• Der längste Wahlkampf - die Rente als Vehikel im Kampf um die Macht in Kiel, Düsseldorf und Berlin 2002 (Analyse)

Politik : Der längste Wahlkampf - die Rente als Vehikel im Kampf um die Macht in Kiel, Düsseldorf und Berlin 2002 (Analyse)

Thomas Kröter

Hatte es irgendwer noch nicht gemerkt? Dann müsste er es spätestens seit der Bundestagsdebatte über den Haushalt 2000 gestern wissen: Es herrscht Wahlkampf in Deutschland. Nicht bloß um die Macht in einem kleinen Bundesland im hohen Norden und um die im westlichen Kernland der Republik geht es. Nein, mit den Positionierungen für die Landtagswahlen in Schleswig-Holstein im kommenden Februar und in Nordrhein-Westfalen im Mai hat die Aufstellung für die Auseinandersetzung im Bund 2002 begonnen.

Ein bisschen früh? Kaum. Denn Niederlagen bei den anstehenden Landtagswahlen in Kiel und besonders in Düsseldorf dürften die rot-grüne Koalition in Berlin in arge Bedrängnis bringen. Auf der anderen Seite steht die Union unter keinem geringeren Erfolgszwang. Schafft sie es nicht, ihr demoskopisches Hoch in Wählerstimmen umzumünzen, wären ihre Chancen zum unmittelbaren Wiederaufstieg an die Macht arg beeinträchtigt. Vorsichtig ausgedrückt.

Das Themenfeld, auf dem die Auseinandersetzung ausgetragen wird, ist kaum überraschend: Es geht um Wirtschaft, Arbeitsplätze, Gerechtigkeit.

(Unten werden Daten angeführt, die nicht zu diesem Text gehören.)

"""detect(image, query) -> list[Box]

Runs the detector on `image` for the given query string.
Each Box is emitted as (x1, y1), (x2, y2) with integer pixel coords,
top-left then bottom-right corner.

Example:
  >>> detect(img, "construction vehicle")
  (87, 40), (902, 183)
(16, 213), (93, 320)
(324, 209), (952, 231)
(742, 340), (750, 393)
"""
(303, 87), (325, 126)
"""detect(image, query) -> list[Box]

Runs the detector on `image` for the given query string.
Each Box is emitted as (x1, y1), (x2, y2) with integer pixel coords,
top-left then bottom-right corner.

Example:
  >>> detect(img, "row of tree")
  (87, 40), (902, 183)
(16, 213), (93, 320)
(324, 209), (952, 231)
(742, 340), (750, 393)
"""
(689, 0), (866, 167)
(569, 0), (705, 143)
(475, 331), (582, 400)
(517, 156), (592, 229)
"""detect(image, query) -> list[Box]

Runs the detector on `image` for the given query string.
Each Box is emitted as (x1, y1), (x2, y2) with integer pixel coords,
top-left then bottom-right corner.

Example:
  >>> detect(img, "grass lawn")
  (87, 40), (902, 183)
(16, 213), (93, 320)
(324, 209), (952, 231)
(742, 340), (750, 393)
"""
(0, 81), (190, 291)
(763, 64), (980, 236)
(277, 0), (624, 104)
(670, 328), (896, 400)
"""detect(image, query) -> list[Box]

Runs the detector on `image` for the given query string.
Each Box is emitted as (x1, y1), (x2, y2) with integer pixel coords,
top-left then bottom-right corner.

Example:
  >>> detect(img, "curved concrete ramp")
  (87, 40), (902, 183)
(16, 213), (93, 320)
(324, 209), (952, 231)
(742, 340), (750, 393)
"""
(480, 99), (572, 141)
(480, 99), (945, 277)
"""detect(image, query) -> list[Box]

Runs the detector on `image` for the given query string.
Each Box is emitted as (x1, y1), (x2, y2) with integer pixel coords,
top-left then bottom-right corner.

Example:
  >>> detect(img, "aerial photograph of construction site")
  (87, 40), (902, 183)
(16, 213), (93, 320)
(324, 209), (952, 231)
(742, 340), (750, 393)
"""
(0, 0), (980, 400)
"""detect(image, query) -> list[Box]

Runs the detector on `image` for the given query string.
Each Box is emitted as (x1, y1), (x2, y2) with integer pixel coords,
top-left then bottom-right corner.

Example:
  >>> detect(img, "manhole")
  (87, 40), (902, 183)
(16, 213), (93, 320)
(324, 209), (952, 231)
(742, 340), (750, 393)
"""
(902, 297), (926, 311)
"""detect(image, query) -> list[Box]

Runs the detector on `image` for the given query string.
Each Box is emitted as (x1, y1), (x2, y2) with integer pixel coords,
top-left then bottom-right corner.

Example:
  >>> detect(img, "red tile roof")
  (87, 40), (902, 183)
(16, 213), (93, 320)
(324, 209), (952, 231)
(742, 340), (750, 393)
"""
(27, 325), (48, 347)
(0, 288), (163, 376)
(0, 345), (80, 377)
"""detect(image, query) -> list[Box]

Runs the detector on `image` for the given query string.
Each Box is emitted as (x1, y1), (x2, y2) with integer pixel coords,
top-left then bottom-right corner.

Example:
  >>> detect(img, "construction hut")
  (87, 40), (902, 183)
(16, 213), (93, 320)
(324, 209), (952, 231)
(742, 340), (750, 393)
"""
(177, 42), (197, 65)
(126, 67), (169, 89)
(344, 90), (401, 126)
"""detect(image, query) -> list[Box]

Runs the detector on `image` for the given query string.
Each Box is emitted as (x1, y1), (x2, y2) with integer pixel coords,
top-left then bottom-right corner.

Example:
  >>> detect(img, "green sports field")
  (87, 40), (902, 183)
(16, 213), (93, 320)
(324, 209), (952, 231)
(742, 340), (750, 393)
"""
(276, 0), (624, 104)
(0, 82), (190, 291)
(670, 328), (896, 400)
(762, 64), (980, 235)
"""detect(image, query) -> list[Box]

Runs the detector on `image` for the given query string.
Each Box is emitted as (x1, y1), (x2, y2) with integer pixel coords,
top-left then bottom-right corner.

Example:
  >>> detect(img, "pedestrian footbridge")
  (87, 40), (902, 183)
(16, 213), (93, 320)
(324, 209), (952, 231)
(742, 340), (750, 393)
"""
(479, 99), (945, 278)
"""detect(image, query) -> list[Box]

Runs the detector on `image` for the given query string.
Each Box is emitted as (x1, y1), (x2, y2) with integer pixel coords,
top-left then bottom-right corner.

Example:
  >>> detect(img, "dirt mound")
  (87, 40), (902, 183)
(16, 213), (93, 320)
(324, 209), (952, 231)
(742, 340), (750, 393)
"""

Bundeskanzler Gerhard Schröder hat die Grundmelodie intoniert. Und er hat keinen Zweifel gelassen, wo er seinen wichtigsten Verbündeten sieht: in der ökonomischen Entwicklung, in den Zahlen, die Wachstum der Wirtschaft und Rückgang der Arbeitslosigkeit ausdrücken. Damit ist auch klar: Sollten die Prognosen fehlgehen, hätte der Kanzler ein Problem. Vorsichtig ausgedrückt. Denn dann wäre alle Gerechtigkeitsrhetorik hinfällig, er stünde da wie der Kaiser im Märchen: nackt.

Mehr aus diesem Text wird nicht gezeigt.